The days of one-way communication ended a long time ago. We all have talked for years about conversations, instead of one-way messaging. Listening to the marketplace is the entry cost of doing business today. And yet there are brands that still believe you can play by the old rules. Create a message and the consumer will listen and act. That simply is not true anymore.
On the other hand, some organizations have swung the pendulum all the way to the other end of the spectrum. They only listen to the consumers and are allowing them to drive their reputation in whatever direction they see fit. This may almost be worse than staying stuck in the old ways. Turning control of your reputation over to others results in your organization either standing for too many things or simply standing for nothing.

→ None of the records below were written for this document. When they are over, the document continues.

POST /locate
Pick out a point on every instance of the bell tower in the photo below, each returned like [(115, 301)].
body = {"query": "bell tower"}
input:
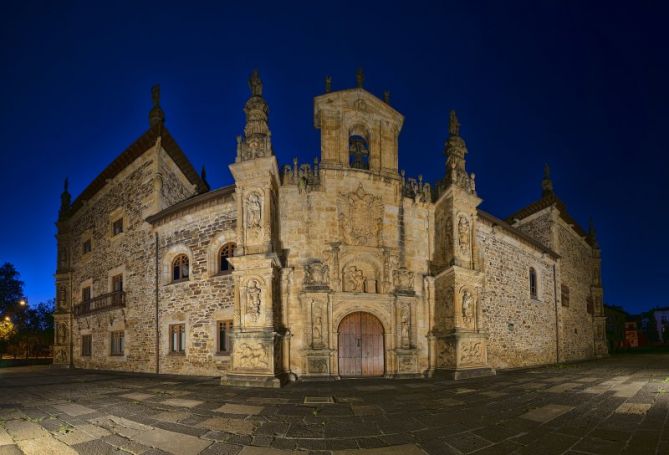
[(358, 130), (458, 338), (257, 335)]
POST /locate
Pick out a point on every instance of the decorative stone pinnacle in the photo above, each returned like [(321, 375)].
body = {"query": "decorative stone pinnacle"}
[(359, 78), (453, 124), (65, 201), (156, 115), (255, 83), (547, 183)]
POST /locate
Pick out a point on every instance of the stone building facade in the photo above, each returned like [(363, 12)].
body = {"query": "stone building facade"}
[(344, 267)]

So how are CEO’s and their leadership teams to act when it comes to public communications in this environment? The answer is simple. There is no option today other than to speak nothing but the truth. First of all, the truth is always easier to remember. More importantly, open and honest communication will breed open and honest relationships with all audiences. Great relationships will translate into loyal support both in good times and bad.
Public communications today cannot be boiled down to a sheet of key message points and a list of questions and suggested answers. The marketplace is alive and constantly moving. There is no such thing as an “average consumer” any longer. We don’t simply consume today. Consumers are now “engagers.” They are getting involved and interacting with each other and with companies, nonprofits and other organizations across society in real and meaningful ways.
Successful public communications today must be active, smart and honest. After all, you know what they say; “the truth will set you free.” Organizations that take that to heart will be the winners in the 21st century.